I’m not sure BerkeleySide qualifies as “fascist talk puppets” press. I could be wrong, but I’m fairly sure the one person I’ve met that writes for them would not be interested in such a thing, but it’s difficult to know and I don’t know her that well.
Siobhan says
@6 robro
I remember that arrest. The dog was a service dog, for visual impairment, and the accused is partially blind. Those critters have aggression drilled out of them to a degree I would consider impressive, so it’s certainly another wonderful demonstration of taking police statements with salt.
drken says
@robro #3: The supreme court struck down the flag code, or at least having violations of it be a crime in 1989 (Texas v Johnson). So, you can make and/or wear any article of clothing out of the US Flag with no legal consequences. Of note, Scalia voted for it.
leskimopie says
You think he’s gone and forgotten, but you should see what he’s been saying over on his twitter about it all – https://twitter.com/nero
logicalcat says
@leskimopie
Lol well done.
robro says
drken — From my quick read, Texas vs Johnson was for burning the flag, not wearing it. Burning the flag constitutes “expressive conduct.” Everything else I’m finding says SCOTUS has affirmed restrictions on wearing the flag. I actually thought the question had been settled to allow wearing back in when Abbie Hoffman or Jerry Rubin wore one, but I couldn’t find that.
morsgotha says
What I find most bizaare about all this USA rhetoric and freeze peach is that Milo isn’t even an American. He is British.
It’s almost as if he is a professional troll doing it on purpose….
jahigginbotham says
@11 robro
You want to arrest someone for wearing a flag shirt?
It doesn’t appear to be illegal. But would you want to arrest everyone else who violates the etiquette of the Flag Code?
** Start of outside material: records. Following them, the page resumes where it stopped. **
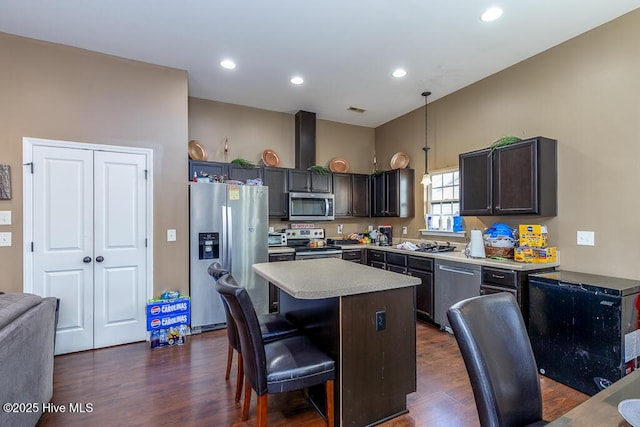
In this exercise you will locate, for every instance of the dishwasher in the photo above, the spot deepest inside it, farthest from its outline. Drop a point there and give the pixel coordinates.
(454, 281)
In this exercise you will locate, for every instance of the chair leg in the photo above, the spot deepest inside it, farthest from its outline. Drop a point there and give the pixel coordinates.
(240, 378)
(229, 361)
(247, 401)
(329, 398)
(262, 410)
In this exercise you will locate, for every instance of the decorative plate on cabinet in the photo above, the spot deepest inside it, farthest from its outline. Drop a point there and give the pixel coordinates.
(399, 160)
(197, 151)
(339, 165)
(270, 158)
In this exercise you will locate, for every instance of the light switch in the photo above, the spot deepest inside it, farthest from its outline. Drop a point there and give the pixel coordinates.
(586, 238)
(5, 217)
(5, 238)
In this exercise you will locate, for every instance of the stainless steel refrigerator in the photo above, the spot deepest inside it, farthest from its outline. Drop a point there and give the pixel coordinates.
(228, 224)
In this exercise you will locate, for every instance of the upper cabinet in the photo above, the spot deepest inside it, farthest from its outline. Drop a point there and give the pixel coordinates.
(301, 180)
(277, 181)
(241, 173)
(392, 194)
(198, 168)
(515, 179)
(351, 192)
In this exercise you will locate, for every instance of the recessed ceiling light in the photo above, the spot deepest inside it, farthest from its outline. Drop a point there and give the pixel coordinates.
(491, 14)
(399, 73)
(228, 64)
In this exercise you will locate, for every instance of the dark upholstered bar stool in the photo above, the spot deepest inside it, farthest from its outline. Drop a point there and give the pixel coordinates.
(496, 350)
(279, 366)
(272, 327)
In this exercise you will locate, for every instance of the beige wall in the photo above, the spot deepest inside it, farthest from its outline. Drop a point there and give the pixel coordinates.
(58, 92)
(585, 94)
(250, 131)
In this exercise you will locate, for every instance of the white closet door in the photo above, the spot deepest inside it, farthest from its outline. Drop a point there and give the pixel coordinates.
(89, 243)
(119, 248)
(63, 240)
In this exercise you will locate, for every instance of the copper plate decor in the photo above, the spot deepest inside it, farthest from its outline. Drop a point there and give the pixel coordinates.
(339, 165)
(270, 158)
(197, 151)
(399, 160)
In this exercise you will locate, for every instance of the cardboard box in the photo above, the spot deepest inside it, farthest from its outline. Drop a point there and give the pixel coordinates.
(523, 254)
(533, 235)
(545, 255)
(163, 314)
(175, 335)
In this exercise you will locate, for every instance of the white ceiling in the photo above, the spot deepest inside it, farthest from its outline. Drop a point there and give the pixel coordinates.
(344, 49)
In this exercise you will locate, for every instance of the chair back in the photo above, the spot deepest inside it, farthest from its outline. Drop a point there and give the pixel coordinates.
(216, 271)
(246, 320)
(496, 350)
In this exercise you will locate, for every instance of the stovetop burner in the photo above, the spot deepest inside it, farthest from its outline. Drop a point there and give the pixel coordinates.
(435, 247)
(319, 249)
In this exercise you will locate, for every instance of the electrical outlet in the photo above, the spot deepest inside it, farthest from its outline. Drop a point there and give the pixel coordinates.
(5, 217)
(381, 320)
(586, 238)
(5, 239)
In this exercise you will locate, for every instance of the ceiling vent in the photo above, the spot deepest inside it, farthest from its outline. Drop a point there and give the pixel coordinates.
(356, 109)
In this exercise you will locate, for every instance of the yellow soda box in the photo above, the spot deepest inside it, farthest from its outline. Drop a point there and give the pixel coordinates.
(545, 255)
(533, 235)
(523, 254)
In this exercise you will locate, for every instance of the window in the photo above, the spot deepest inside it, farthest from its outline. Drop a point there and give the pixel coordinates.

And Wikipedia agrees in other words.
http://www.slate.com/articles/life/gentleman_scholar/2014/07/is_it_against_the_law_to_wear_flags_on_clothing.html
Marc Leepson, the author of Flag: An American Biography, explained as much in a Washington Post piece about the strange status and vague phrasing of the U.S. Flag Code:
It has been part of the U.S. Code … since 1942. But the Flag Code is not enforced, and it’s not enforceable. It’s simply a set of guidelines that carries no penalties for noncompliance; it doesn’t even have enforcement provisions. Think of it as a sort of federally mandated Miss Manners manifesto.
Ichthyic says
nope. just Milo.
in fact, there should be a law against the level of trolling this asshat represents.
it’s demonstrably damaging.
seriously.
Giliell, professional cynic -Ilk- says
Is #13 by any chance a long banned troll?